My friend asked me a so called modified version of Monty Hall problem in his opinion. But I find the description a bit spooky and maybe someone here can enlighten us with what is the problem with the description of the problem, or maybe it is me missing something.
Imagine exactly same setting as in monthy hall problem with one difference. Imagine I randomly pick one card. Now, as opposed to the original problem, the show host doesn't know where the car is, and of the remaining two cards, he randomly picks a card: if it happens to be a goat the host shows us this card (as in original game), if it happens to be a car however, my friend said you "quit" the game (or don't consider such case). Now the question is same as in original problem, is it better for me to change my initial choice?
One problem with this description is mainly with the "quit" part. Does not this hinder the process of calculating whether we should switch or not? How do you model the case the host quit the game (in calculating whether you should switch or not)?
He claimed that in such case, switching my initial choice doesn't give me any advantage anymore and made a simulation program as follows.

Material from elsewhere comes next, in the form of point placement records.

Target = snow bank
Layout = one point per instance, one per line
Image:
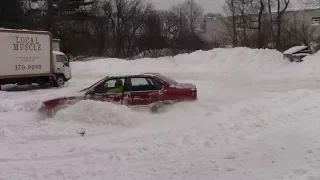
(294, 49)
(221, 60)
(100, 113)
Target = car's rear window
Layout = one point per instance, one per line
(167, 79)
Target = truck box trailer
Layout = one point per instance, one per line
(30, 57)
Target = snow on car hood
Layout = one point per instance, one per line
(185, 85)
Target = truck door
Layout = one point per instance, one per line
(142, 91)
(109, 91)
(62, 65)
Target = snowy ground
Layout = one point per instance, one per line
(257, 117)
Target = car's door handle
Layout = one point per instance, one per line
(153, 97)
(136, 98)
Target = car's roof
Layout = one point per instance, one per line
(133, 75)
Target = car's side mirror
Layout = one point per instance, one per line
(91, 92)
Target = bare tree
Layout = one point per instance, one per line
(282, 6)
(231, 22)
(191, 13)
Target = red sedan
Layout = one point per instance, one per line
(148, 89)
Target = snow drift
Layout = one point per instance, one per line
(257, 117)
(226, 61)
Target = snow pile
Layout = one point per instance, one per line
(221, 60)
(294, 49)
(97, 112)
(238, 122)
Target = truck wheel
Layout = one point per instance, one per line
(59, 81)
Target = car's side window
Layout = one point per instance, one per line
(156, 84)
(141, 84)
(111, 86)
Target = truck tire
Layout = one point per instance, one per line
(59, 81)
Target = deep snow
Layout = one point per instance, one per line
(257, 117)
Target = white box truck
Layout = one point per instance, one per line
(28, 57)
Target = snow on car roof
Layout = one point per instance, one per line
(131, 74)
(294, 49)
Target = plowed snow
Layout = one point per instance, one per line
(257, 117)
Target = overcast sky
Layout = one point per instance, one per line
(208, 5)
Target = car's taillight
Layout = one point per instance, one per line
(194, 94)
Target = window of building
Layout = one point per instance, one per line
(315, 21)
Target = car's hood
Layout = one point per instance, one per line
(71, 99)
(186, 85)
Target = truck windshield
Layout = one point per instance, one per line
(62, 58)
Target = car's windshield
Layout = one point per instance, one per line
(93, 85)
(168, 80)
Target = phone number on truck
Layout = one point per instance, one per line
(27, 67)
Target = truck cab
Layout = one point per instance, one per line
(61, 68)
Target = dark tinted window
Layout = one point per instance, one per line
(142, 84)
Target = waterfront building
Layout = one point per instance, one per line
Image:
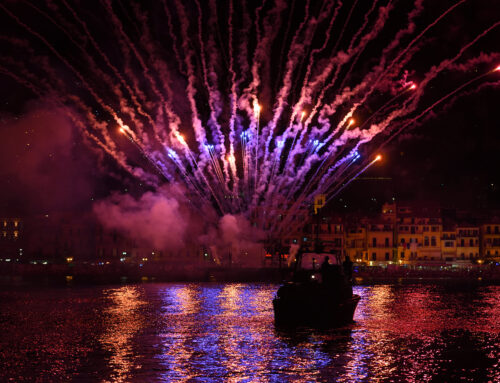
(355, 243)
(467, 241)
(490, 241)
(380, 242)
(449, 244)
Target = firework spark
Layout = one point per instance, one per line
(304, 113)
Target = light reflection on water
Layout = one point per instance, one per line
(225, 332)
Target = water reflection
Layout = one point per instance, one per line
(226, 333)
(122, 321)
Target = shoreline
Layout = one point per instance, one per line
(64, 275)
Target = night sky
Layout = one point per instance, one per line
(449, 156)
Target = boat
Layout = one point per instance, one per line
(316, 297)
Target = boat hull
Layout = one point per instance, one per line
(314, 312)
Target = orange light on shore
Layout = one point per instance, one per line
(256, 108)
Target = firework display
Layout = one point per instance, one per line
(248, 118)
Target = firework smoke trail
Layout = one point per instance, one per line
(188, 96)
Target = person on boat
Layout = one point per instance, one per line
(347, 266)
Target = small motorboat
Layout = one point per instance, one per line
(317, 298)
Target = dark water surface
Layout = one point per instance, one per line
(225, 333)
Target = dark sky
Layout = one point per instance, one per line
(450, 156)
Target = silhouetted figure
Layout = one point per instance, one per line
(347, 265)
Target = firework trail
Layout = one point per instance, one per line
(253, 109)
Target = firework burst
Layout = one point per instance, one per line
(253, 109)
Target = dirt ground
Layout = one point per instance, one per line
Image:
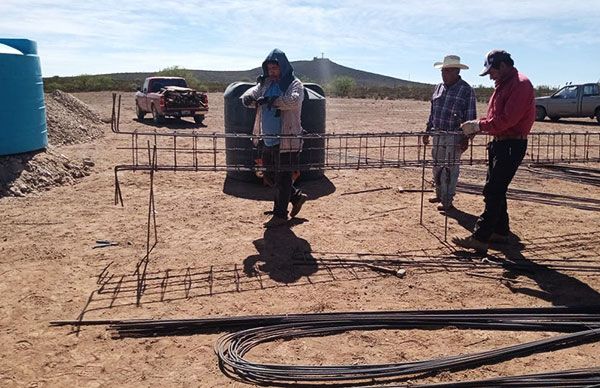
(50, 271)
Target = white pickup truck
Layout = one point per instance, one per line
(570, 101)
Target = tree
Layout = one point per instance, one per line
(342, 86)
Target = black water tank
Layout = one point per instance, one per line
(239, 119)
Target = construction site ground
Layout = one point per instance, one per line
(50, 270)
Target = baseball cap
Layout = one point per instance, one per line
(495, 57)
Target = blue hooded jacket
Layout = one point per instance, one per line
(287, 71)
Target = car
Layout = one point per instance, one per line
(170, 96)
(570, 101)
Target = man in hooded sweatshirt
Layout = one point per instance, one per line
(278, 98)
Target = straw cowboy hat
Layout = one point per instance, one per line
(449, 62)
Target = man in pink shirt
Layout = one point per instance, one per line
(510, 116)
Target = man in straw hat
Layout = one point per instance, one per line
(452, 103)
(510, 116)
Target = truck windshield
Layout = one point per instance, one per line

He made 10000 experiments, where he was skipping the part where the host chose a car, so of course he was remained with 2/3 of the experiment test cases, and he claimed that now, since the number of matches the user made (1/3rd of 1000) is half of the number of remaining test cases(2/3rd of 1000- the ones where host didn't choose a car) - it is not advantageous anymore to change the card.
I am failing to find a flaw either in description in problem or in the implementation I mentioned above. Can someone help figure what is wrong with either the problem description or implementation?
I would appreciate some help because I got confused overall with the whole thing now (whereas I understand original monthy hall problem well).
PS. Here is the Java implementation actually: http://codepad.org/rt7fOqei, where he deduces that since match
is one half of count
, then it makes no sense to change my initial choice.